Victory
Wellington 2020
Julia Orquera Bianco
The artist works to recreate and maintain the image of The Winged Victory of Samothrace in a shipping container, as a piece of living sculpture and scene-making. As one of the most celebrated sculptures in the world Winged Victotry stands as an icon of Western Civilization, originally made to honor a sea battle and installed a rostral pedestal of gray marble representing the prow of a ship. While creating a revolution in cargo transportation and international trade, shipping containers have been used systematically for the smuggling of migrants and human trafficking, as a result of the humanitarian crisis we live in today.
The artist's personal experience as an alien showed her time and time again the contradictions inherent to the migrant experience and the big gap between expectation and reality in it.
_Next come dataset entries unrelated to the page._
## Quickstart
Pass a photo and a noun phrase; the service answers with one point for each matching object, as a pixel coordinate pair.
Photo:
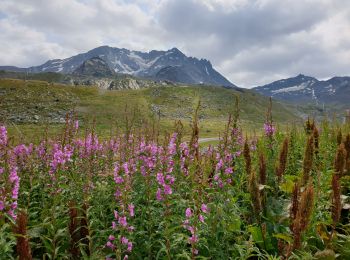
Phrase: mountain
(140, 64)
(95, 67)
(305, 89)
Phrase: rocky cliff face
(140, 64)
(305, 89)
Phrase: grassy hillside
(30, 105)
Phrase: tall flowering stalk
(269, 128)
(301, 213)
(23, 247)
(282, 163)
(339, 167)
(308, 160)
(194, 219)
(125, 211)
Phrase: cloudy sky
(251, 42)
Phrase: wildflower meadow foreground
(140, 195)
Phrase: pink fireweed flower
(114, 225)
(131, 228)
(131, 210)
(167, 190)
(124, 240)
(160, 178)
(229, 170)
(110, 245)
(204, 208)
(269, 129)
(193, 239)
(188, 213)
(122, 221)
(3, 136)
(129, 246)
(159, 195)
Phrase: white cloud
(251, 42)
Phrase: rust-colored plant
(303, 215)
(308, 160)
(336, 202)
(262, 169)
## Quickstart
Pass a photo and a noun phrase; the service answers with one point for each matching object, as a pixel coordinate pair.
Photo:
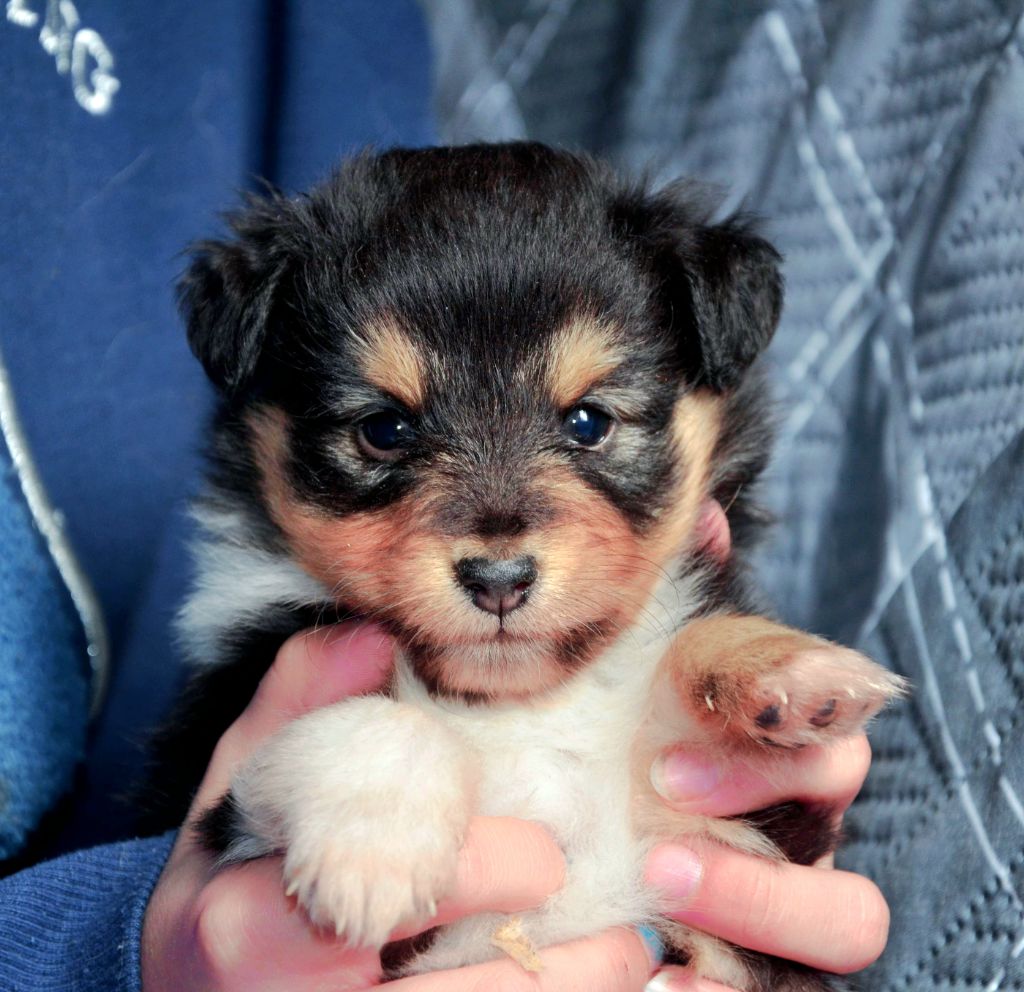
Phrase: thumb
(312, 669)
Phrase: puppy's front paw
(801, 691)
(369, 801)
(376, 869)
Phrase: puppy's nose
(498, 587)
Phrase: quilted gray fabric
(884, 140)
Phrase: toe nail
(825, 715)
(770, 717)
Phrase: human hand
(833, 920)
(236, 930)
(825, 918)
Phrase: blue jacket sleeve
(74, 924)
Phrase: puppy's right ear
(227, 294)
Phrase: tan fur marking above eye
(582, 353)
(696, 424)
(390, 360)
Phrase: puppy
(480, 395)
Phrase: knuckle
(867, 924)
(219, 928)
(763, 905)
(545, 857)
(858, 760)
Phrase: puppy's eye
(587, 426)
(385, 435)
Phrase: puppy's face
(480, 391)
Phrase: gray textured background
(884, 141)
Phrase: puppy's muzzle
(497, 586)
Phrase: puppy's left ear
(735, 292)
(719, 286)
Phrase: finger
(312, 670)
(251, 937)
(613, 961)
(249, 930)
(834, 920)
(681, 980)
(695, 781)
(505, 866)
In this piece, she problematize the Victory of Samothrace as a symbol connected to ideas of linear progress and order, to insert parallel narratives and the chaotic, asymmetrical and tragic aspect of the human experience.
Born in Argentina and lived in Mexico and the United States, Julia Orquera Bianco attended Escuela de Arte Fotográfico de Avellaneda, where she specialized in Photography. In 2011, she earned a Bachelor of Fine Arts with an emphasis in Drawing and Painting from Universidad del Museo Social Argentino (Buenos Aires, Argentina). In 2018, she graduated from the MFA program at Roski School of Art and Design, University of Southern California, Los Angeles.
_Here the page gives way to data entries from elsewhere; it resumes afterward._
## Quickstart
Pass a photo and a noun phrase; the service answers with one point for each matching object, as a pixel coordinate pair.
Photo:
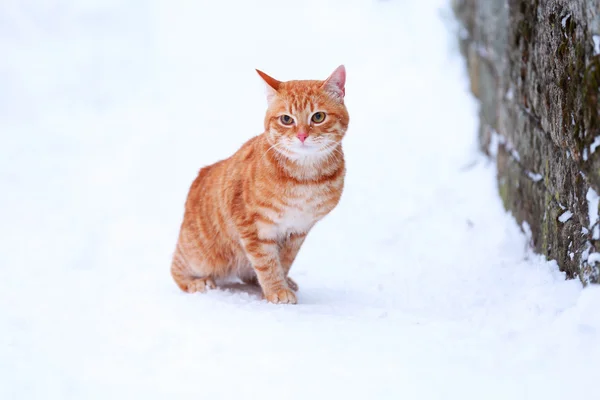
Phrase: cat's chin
(306, 152)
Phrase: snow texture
(418, 286)
(564, 217)
(593, 204)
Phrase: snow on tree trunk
(534, 65)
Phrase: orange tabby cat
(248, 215)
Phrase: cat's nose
(302, 135)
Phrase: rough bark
(535, 67)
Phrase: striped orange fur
(249, 214)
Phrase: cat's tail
(181, 273)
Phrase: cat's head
(306, 119)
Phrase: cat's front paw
(282, 296)
(292, 284)
(201, 285)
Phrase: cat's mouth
(308, 149)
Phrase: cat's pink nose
(302, 136)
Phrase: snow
(534, 176)
(419, 285)
(564, 217)
(595, 144)
(593, 204)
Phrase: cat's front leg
(263, 254)
(287, 254)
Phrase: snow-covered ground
(418, 286)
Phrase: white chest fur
(303, 207)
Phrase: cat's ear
(272, 85)
(336, 83)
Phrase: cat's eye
(318, 117)
(286, 119)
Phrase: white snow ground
(419, 286)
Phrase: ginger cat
(248, 215)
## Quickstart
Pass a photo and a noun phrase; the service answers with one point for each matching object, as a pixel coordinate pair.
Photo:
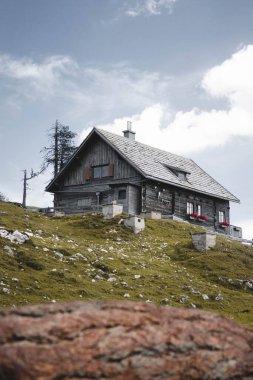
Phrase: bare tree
(25, 184)
(3, 198)
(60, 149)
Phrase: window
(221, 216)
(189, 208)
(122, 194)
(102, 171)
(83, 202)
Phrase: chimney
(128, 133)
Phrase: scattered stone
(58, 254)
(79, 256)
(97, 277)
(112, 279)
(10, 251)
(184, 299)
(15, 237)
(218, 297)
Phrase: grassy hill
(84, 257)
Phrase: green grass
(71, 258)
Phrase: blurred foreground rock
(121, 341)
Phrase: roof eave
(232, 199)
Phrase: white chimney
(128, 133)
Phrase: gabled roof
(158, 165)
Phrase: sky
(180, 70)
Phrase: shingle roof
(158, 165)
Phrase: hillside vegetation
(83, 257)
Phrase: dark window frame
(100, 175)
(122, 191)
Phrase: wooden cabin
(107, 167)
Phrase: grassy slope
(172, 272)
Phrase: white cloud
(196, 129)
(32, 79)
(150, 7)
(79, 92)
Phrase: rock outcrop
(121, 341)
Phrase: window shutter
(111, 170)
(87, 173)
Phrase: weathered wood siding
(98, 153)
(78, 192)
(170, 200)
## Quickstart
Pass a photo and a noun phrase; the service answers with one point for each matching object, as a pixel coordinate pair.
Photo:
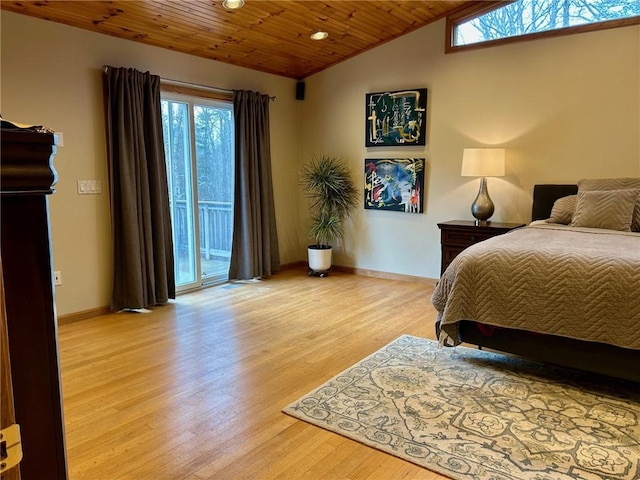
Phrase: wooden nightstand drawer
(456, 235)
(464, 237)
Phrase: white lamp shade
(483, 162)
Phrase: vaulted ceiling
(269, 36)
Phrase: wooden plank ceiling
(269, 36)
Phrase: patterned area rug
(469, 414)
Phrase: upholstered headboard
(545, 195)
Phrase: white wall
(565, 108)
(51, 75)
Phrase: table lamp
(482, 162)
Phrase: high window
(199, 150)
(534, 18)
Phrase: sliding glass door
(198, 136)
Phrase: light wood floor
(194, 390)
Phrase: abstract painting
(396, 118)
(394, 184)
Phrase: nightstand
(456, 235)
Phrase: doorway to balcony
(199, 150)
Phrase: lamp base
(482, 207)
(482, 223)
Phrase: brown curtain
(141, 223)
(254, 250)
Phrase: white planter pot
(319, 258)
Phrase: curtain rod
(180, 83)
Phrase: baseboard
(96, 312)
(83, 315)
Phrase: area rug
(469, 414)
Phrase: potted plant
(326, 180)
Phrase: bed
(565, 289)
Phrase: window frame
(193, 97)
(483, 8)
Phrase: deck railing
(216, 225)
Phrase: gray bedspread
(581, 283)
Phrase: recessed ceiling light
(319, 35)
(232, 4)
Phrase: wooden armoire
(27, 177)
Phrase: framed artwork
(396, 118)
(395, 184)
Her art practice interrogates her everyday experience as an alien in the U.S. through addressing collective and personal heritage as a platform to create objects, installations and time-based media that put into evidence identity as a fragile construct, constantly in motion, influenced by the past but re-contextualized and impacted by the present and the place. Her latest work explores alternative formats through the use of common materials in unconventional ways. Her work has been showcased inArgentina, Canada, Mexico and the United States.